Category
Use Category for a single label from a bounded vocabulary: class labels,
country codes, product families, merchant IDs, and similar discrete values.
import json2vec as j2v
merchant = j2v.Category(
"merchant",
max_vocab_size=4096,
topk=[3, 10],
p_unavailable=0.02,
)
Use Category when exactly one label is present. Use Set when the field can
contain multiple labels, and use Entity when the goal is local equality
matching inside repeated records rather than a persistent vocabulary.
Input Values
Category expects scalar labels. Strings are the normal input. Use a
preprocessor if upstream identifiers need to be converted into stable label
strings or otherwise cleaned. None is encoded as a null state, and missing
array positions are encoded as padded state.
Examples
Common category fields include:
- A supervised class label such as
fraud,churn,species, ordiagnosis. - A bounded business label such as customer tier, region, product family, or channel.
- A stable categorical code such as country, currency, device type, or merchant category.
- A high-value identifier only when it should be learned as a persistent global label.
Configuration
| Option | Default | Notes |
|---|---|---|
max_vocab_size |
10000 |
Maximum number of learned labels. One extra internal bucket is reserved for unavailable labels. |
p_unavailable |
0.01 |
During training, randomly routes known labels to the unavailable bucket so the decoder learns that case. |
topk |
[] |
Optional top-k accuracy metrics and prediction candidates. Values must be positive, not 1, and less than max_vocab_size. |
Shared Preprocessing State
Category maintains an online vocabulary shared by encoding workers and saved
with the model. Training data can add new labels until max_vocab_size is full.
Validation, test, and prediction data do not expand the vocabulary.
Labels that are not in the learned vocabulary keep state valued, but their
content is routed to a reserved unavailable bucket at index max_vocab_size.
This preserves the fact that the field existed while avoiding unstable
vocabulary growth after training.
p_unavailable deliberately complicates training by randomly routing some known
training labels into that unavailable bucket. This gives the decoder examples of
valued-but-unavailable content before it sees truly unseen labels during
validation or inference.
p_unavailable gives the decoder training examples for labels that are present
but outside the learned vocabulary, which is the serving-time behavior for
unseen labels.
Target Behavior
When a Category is masked or used as a target, the decoder predicts:
state: probabilities forvalued,null,padded, andmasked.content: a categorical distribution over learned vocabulary labels plus the internal unavailable bucket.

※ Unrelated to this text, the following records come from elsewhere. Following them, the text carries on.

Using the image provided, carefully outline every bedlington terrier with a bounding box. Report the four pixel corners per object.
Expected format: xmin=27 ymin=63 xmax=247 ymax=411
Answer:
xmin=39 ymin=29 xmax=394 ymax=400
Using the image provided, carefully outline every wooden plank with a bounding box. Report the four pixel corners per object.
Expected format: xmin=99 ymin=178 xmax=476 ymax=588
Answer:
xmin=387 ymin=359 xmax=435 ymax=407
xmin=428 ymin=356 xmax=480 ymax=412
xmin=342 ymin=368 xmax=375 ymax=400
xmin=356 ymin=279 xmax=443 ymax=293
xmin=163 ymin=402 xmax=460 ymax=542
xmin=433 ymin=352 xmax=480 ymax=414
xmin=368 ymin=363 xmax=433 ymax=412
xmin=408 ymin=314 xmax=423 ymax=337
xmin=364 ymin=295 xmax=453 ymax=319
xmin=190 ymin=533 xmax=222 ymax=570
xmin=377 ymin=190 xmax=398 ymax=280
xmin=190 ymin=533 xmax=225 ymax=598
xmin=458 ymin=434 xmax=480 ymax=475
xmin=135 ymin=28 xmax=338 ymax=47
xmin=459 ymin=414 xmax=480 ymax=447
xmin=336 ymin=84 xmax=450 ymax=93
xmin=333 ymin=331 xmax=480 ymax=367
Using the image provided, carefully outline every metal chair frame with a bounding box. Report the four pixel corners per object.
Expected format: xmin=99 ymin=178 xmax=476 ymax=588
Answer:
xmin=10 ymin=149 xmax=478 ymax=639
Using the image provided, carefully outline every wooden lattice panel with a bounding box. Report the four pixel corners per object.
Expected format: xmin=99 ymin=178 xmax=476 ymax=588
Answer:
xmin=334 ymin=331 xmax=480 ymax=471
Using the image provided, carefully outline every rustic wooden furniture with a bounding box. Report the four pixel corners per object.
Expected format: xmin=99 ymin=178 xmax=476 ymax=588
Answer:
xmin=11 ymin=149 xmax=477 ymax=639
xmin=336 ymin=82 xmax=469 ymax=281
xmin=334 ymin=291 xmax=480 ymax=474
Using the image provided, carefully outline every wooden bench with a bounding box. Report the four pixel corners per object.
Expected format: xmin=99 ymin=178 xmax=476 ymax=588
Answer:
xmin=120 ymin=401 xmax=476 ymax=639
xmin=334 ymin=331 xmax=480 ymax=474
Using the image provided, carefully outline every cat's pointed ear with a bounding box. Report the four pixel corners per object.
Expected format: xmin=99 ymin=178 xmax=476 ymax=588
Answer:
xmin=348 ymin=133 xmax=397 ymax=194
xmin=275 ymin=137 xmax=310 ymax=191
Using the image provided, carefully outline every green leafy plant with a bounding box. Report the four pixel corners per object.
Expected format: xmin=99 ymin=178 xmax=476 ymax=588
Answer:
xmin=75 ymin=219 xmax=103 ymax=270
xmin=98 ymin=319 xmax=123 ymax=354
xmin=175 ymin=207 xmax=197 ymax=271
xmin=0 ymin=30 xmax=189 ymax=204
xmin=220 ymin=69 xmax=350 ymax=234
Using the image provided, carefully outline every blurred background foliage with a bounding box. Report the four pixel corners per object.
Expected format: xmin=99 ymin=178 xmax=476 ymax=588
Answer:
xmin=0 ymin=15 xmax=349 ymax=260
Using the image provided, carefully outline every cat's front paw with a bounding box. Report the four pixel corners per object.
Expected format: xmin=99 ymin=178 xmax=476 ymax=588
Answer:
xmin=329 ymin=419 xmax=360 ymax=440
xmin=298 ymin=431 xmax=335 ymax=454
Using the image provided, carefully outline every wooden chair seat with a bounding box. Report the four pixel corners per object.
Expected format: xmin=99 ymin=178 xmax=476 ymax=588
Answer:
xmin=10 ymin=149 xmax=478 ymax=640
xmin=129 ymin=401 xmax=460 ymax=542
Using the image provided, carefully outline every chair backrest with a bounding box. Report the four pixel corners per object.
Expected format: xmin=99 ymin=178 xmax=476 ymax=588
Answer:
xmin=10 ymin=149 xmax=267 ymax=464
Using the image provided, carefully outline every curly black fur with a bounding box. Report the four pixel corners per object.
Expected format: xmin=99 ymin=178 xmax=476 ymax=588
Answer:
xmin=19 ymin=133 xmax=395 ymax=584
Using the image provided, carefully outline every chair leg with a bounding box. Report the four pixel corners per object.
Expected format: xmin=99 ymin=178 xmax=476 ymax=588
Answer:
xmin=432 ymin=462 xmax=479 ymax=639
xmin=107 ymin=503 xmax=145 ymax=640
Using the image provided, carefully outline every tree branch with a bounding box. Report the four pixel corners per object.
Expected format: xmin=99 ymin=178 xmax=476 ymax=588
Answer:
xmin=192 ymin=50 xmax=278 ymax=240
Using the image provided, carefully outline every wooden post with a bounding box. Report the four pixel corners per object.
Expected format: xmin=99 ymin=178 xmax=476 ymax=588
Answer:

Top-k metrics are tracked for each configured value in topk.
Top-K Nuances
topk serves two roles:
- During training and evaluation,
json2vectracks a separate top-k accuracy metric for each configured value. - During prediction, the output contains one candidate list sized to
max(topk), capped by the current learned vocabulary size.
topk=1 is disallowed because top-1 is already represented by the primary
content.value and content.probability fields. Values must be less than
max_vocab_size so the requested candidates stay inside the learned label
space. Duplicate values are normalized away.
The reserved unavailable bucket can affect training loss and metrics, but it is not emitted as a prediction candidate.
Prediction Output
Rendered examples use string paths for readability. The Python dictionary
returned by Model.predict(...) is keyed by j2v.Address objects.
Model.predict(...) returns the most likely known label, its probability, and
the candidate list requested by topk:
{
"record/merchant": {
"state": {"valued": ..., "null": ..., "padded": ..., "masked": ...},
"content": {
"value": ...,
"probability": ...,
"topk": ...,
},
}
}
The special <unavailable> token is not emitted as a predicted label.
Notes
Use Set when a field can contain multiple labels (such that categories are not mutually exclusive).
Use Entity when the goal is local identity matching inside repeated records rather than a persistent global vocabulary.
Use Text if you want to break category labels down into word pieces.